Let’s be real – EDM festival clothing pretty much all sucks. Whether you are some bro wearing a “YOLO,” “party with sluts” or “where is molly” shirt (when was that ever a good idea?), or clothing that just looks bad or uncomfortable, there isn’t much on the market that appeals to a wide audience. SVCRED is trying to change that with a new brand that appeals to people of all types, championing the roots of electronic music, goth and gender fluidity.
The company is currently raising money through a Kickstarter campaign and appears to be well on their way to be hitting the goal of $10,000 raised. We chatted with the founder Thomas Clayton about why he decided to start the company, inspiration and what his vision for the future is.
MM: Were there other clothing brands that you drew inspiration from when designing this?
Definitely inspired by Youth Machine, Boogie Made, Dolls Kill, Opening Ceremony, Zanerobe and Le Beau. Even before she launched her line, I kept a close eye on Mija. She's one of the people I credit for revolutionizing streetwear in the electronic world.
MM: How were you able to source your clothing from sustainable factories?
We did a lot of research into international factories, and were eventually linked with one, which has excellent representation in the U.S. They are professional, responsive, and fully transparent. They filled me in on the fact that their Guatemala operation started as a way to provide steady work for unemployed women in the surrounding area. I have also been invited down there to brainstorm production problems face to face. Ultimately the trip wasn't necessary, but I don't think a factory with a shady operation would invite their clients down to their facilities.
MM: It is kind of explained in the video, but when did you get the idea to start this?
It was while attending festivals in 2010 and onwards.
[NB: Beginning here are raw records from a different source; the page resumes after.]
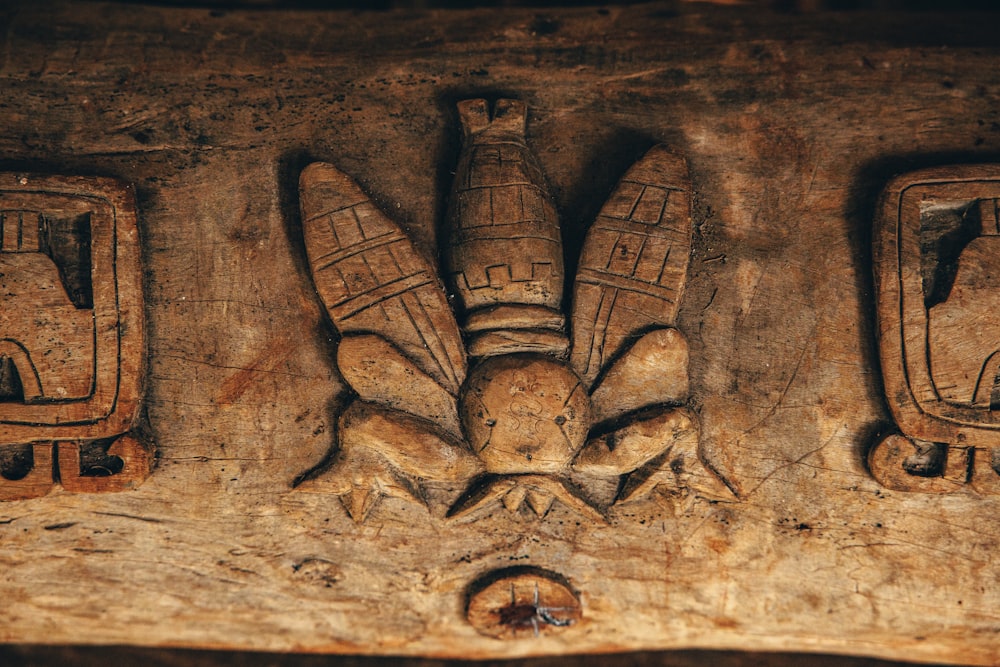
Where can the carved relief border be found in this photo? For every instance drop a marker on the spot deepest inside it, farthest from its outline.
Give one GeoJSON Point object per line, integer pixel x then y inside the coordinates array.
{"type": "Point", "coordinates": [937, 273]}
{"type": "Point", "coordinates": [72, 347]}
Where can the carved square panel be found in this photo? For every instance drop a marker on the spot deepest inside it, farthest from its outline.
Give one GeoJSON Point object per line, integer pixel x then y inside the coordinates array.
{"type": "Point", "coordinates": [70, 308]}
{"type": "Point", "coordinates": [937, 268]}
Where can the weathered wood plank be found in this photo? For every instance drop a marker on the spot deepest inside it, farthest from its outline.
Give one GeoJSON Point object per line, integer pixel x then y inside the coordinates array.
{"type": "Point", "coordinates": [790, 125]}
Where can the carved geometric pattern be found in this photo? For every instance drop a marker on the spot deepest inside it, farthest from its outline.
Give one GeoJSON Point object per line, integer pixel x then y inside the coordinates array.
{"type": "Point", "coordinates": [71, 336]}
{"type": "Point", "coordinates": [501, 408]}
{"type": "Point", "coordinates": [937, 273]}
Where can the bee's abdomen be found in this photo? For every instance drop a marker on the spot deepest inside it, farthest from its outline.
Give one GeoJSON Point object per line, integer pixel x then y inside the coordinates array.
{"type": "Point", "coordinates": [504, 249]}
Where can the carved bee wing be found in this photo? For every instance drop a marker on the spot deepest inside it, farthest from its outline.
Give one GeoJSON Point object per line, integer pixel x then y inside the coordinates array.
{"type": "Point", "coordinates": [634, 262]}
{"type": "Point", "coordinates": [372, 279]}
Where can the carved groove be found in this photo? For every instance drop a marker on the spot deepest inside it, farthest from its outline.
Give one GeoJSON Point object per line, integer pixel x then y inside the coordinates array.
{"type": "Point", "coordinates": [71, 336]}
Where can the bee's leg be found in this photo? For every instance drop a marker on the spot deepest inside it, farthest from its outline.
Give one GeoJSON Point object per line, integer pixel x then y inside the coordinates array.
{"type": "Point", "coordinates": [382, 374]}
{"type": "Point", "coordinates": [384, 452]}
{"type": "Point", "coordinates": [653, 450]}
{"type": "Point", "coordinates": [905, 464]}
{"type": "Point", "coordinates": [654, 371]}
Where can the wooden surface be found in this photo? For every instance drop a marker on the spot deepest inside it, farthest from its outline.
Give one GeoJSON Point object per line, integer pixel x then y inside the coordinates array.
{"type": "Point", "coordinates": [791, 126]}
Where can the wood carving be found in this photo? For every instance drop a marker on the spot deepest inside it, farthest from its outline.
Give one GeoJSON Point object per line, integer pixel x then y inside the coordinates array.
{"type": "Point", "coordinates": [72, 344]}
{"type": "Point", "coordinates": [937, 259]}
{"type": "Point", "coordinates": [508, 405]}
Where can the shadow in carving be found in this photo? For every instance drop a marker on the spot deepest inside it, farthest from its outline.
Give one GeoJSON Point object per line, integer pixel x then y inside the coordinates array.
{"type": "Point", "coordinates": [489, 386]}
{"type": "Point", "coordinates": [937, 273]}
{"type": "Point", "coordinates": [71, 336]}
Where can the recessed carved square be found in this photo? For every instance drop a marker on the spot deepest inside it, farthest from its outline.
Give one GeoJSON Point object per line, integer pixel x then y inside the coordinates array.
{"type": "Point", "coordinates": [937, 270]}
{"type": "Point", "coordinates": [71, 335]}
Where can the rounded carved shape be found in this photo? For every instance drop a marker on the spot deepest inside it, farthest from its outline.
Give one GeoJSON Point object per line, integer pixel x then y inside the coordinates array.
{"type": "Point", "coordinates": [525, 414]}
{"type": "Point", "coordinates": [522, 602]}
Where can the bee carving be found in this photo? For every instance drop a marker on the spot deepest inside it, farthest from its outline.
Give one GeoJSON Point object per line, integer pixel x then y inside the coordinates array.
{"type": "Point", "coordinates": [513, 405]}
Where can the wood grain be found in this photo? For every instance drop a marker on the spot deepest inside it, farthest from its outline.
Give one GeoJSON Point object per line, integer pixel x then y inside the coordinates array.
{"type": "Point", "coordinates": [791, 127]}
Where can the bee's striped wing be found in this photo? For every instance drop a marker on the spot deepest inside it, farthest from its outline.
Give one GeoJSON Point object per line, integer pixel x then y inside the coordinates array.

I was seeing lots of shirt saying stuff like "Party with Sluts" and "Where's Molly?" And I have nothing against drug culture, but to me, the evolution of electronic music is fascinating, beautiful, and entirely sacred. It is about so much more than just partying and drugs. And granted we have a shirt that says "COKE, $$$$, WORK" - but there is a deeper layer of meaning embedded in that design– about material pursuit and what really satiates us on an existential level.
Eventually this idea of reverence expanded into addressing social issues such as redefining gender roles and destigmatizing mental illness.
MM: How big of a line do you plan on creating?
The sky is the limit for us. Of course we have to watch our bottom line because a business is a business, but we plan on expanding into a variety of styles & industries, all of which tie back to electronic music in one way or another.